Una fuente se jubila cuando el agua deja de rozar su piedra, cuando pierde sus sonidos, cuando ya no hay niños que trepen por ella buscando saciar su sed. Una fuente sin agua es un trozo de historia muerta y verla te deja un poso de tristeza y una sensación de soledad como la que se siente cuando entre la niebla de un anochecer un tren atraviesa los silencios de una estación abandonada.
Las fuentes no se hicieron para los museos, ni para ser expuestas como reliquias en el comedor de un palacio. Una fuente necesita el contacto con la gente, las manos de los viejos, las bocas de los niños, el jolgorio de los pájaros en las largas tardes de primavera. Una fuente pierde la vida cuando se queda sin voz. Sin agua, no es más que un trozo de piedra perdido en un tiempo ajeno.
En otra época las fuentes tenían un prestigio, sobre todo aquellos surtidores de mármol blanco que formaban parte de la vida de las principales confiterías. Para los niños de antes, entrar en una pastelería tenía la magia de las grandes emociones y además del aliciente de los dulces recién hechos que se exponían como tesoros en las vitrinas de cristal, teníamos la ilusión de beber agua en la fuente de piedra. Era una sensación extraña porque uno entraba en el establecimiento pensando en la recompensa de un pastel, pero de pronto, al ver el manantial, una sed de siglos nos empujaba hacia aquel chorro discreto de agua que nos atraía con sus viejos sonidos.
Los más pequeños, que no alcanzaban al surtidor, necesitaban de la ayuda de las madres que los alzaban con los brazos para que pudieran beber. Uno de mis primeros recuerdos de infancia me lleva a la fuente de mármol de la confitería de la calle de Mariana, donde subido en una silla trataba de saciar mi sed sin conseguirlo. Uno de los secretos de las fuentes de las pastelerías es que el agua te rozaba los labios pero no llegaba a calmarte la sed.
Don Ángel, el confitero, tenía la fuente en un rincón del establecimiento, entrando a la derecha. Contaba con una llave de paso para que el agua no estuviera saliendo continuamente y para evitar que los niños entraran en tropel en la pastelería con la única intención de buscar la fuente. El dueño y sus empleados eran los que decidían quién podía utilizar la fuente, reservada casi siempre para los clientes. No tenía otra alternativa si quería evitar que el negocio se le llenara de chiquillos sudorosos que con sus carreras espantaban a la parroquia. Cuando nos cortaron el grifo de las confiterías solo nos quedó el recurso de los bares donde entrábamos a pedir un vaso de agua.

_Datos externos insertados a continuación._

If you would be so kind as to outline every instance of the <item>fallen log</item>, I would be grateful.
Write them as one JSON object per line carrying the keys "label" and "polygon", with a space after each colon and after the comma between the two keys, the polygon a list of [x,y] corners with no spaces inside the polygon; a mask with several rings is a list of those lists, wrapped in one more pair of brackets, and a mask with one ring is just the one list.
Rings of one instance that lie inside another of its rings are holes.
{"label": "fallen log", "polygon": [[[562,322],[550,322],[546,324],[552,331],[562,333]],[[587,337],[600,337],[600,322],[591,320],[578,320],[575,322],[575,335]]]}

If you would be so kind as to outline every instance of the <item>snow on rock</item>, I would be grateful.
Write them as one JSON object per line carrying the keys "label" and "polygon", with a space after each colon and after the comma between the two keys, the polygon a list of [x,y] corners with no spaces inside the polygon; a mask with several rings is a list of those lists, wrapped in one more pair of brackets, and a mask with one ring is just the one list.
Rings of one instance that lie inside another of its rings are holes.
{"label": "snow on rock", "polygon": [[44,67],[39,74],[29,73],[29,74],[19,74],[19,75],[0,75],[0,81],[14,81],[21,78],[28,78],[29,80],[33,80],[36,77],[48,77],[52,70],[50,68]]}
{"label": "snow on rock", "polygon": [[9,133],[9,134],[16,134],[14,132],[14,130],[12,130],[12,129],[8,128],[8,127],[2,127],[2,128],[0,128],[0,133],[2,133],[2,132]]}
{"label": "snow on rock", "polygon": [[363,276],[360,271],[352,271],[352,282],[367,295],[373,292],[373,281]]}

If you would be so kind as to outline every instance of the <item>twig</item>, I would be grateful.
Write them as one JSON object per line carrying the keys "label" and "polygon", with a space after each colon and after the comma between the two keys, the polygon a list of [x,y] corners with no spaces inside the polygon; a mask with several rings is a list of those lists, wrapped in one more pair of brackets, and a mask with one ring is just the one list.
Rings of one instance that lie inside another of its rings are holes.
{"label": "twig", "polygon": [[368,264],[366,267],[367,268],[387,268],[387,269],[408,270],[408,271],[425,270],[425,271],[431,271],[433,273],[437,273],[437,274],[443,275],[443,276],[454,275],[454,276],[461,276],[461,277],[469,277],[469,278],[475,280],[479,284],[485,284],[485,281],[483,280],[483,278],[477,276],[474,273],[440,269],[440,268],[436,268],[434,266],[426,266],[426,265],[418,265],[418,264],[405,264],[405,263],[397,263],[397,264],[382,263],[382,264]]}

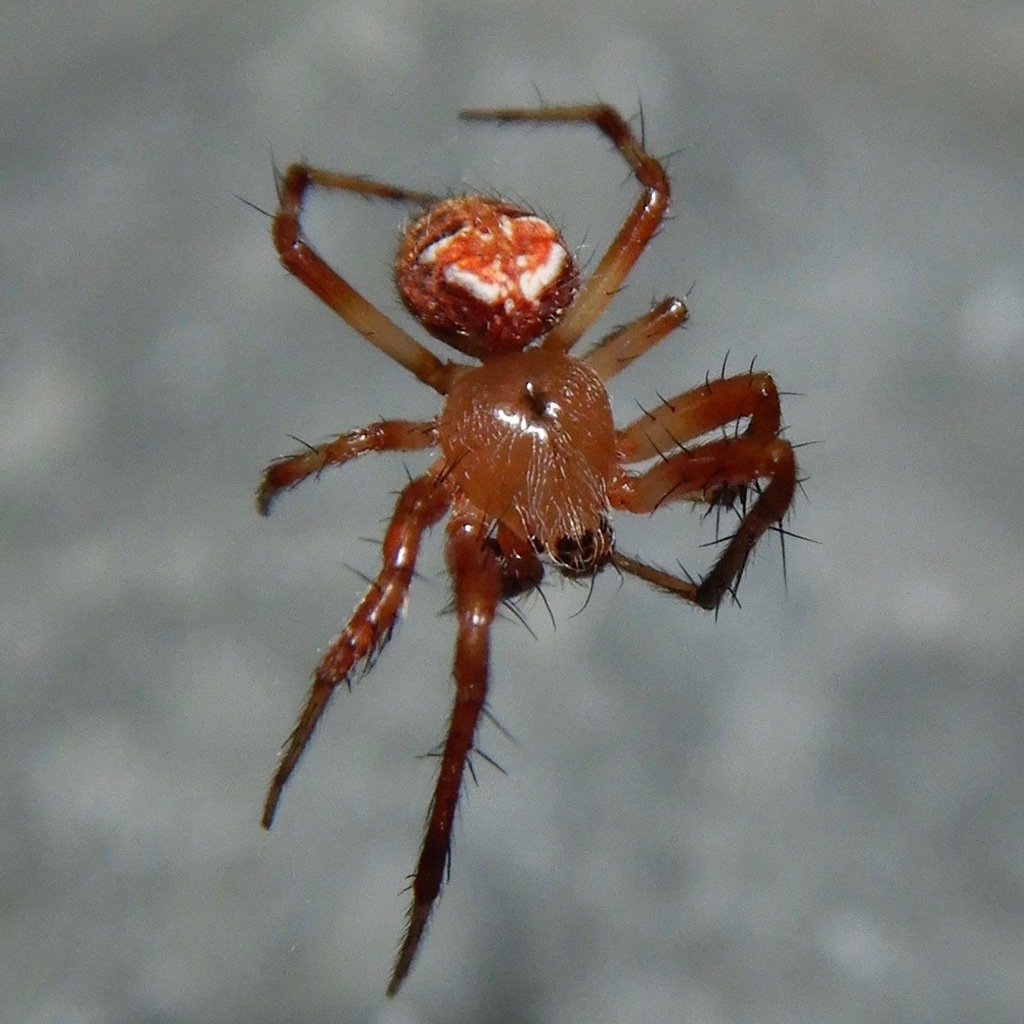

Cuando salía de compras con mi madre a las tiendas del centro, o cuando teníamos que visitar al médico, una de las mayores recompensas, además de pararme delante del escaparate de la tienda de Alfonso el de los juguetes, era entrar en ‘El Once de Septiembre’ y disfrutar de toda la magia que encerraba aquel establecimiento.
Tenía la sensación de volver atrás, de colarme en un tiempo que no conocía, envuelto en una atmósfera donde aún se respiraban las formas del comercio antiguo. Allí estaban las hermanas Carmen y Elvira Collado, tratando a los clientes como si fueran de su familia, tan preocupadas siempre por agradar, despachando sin prisas, preguntando por la salud, invitando a la gente a quedarse.
Recuerdo el poder evocador de las viejas estanterías de madera que adornaban las paredes, y sobre todo, la fuerza seductora de la antigua fuente de mármol blanco. Los niños, mientras nos comíamos el bollo de chocolate o la media luna, nos colocábamos delante de la fuente y allí, con la boca abierta, nos alejábamos del mundo sumergidos en los sonidos del agua. El surtidor nos provocaba la sed de manera inmediata, como si acabáramos de atravesar un desierto.
Cuántos labios infantiles habrían pasado por aquel manantial sereno donde íbamos dejando nuestro rastro de azúcar, merengue y chocolate. Cuántas generaciones de almerienses bebieron en aquel chorro cuando una confitería era una sucursal del cielo y un simple pastel era un acontecimiento extraordinario.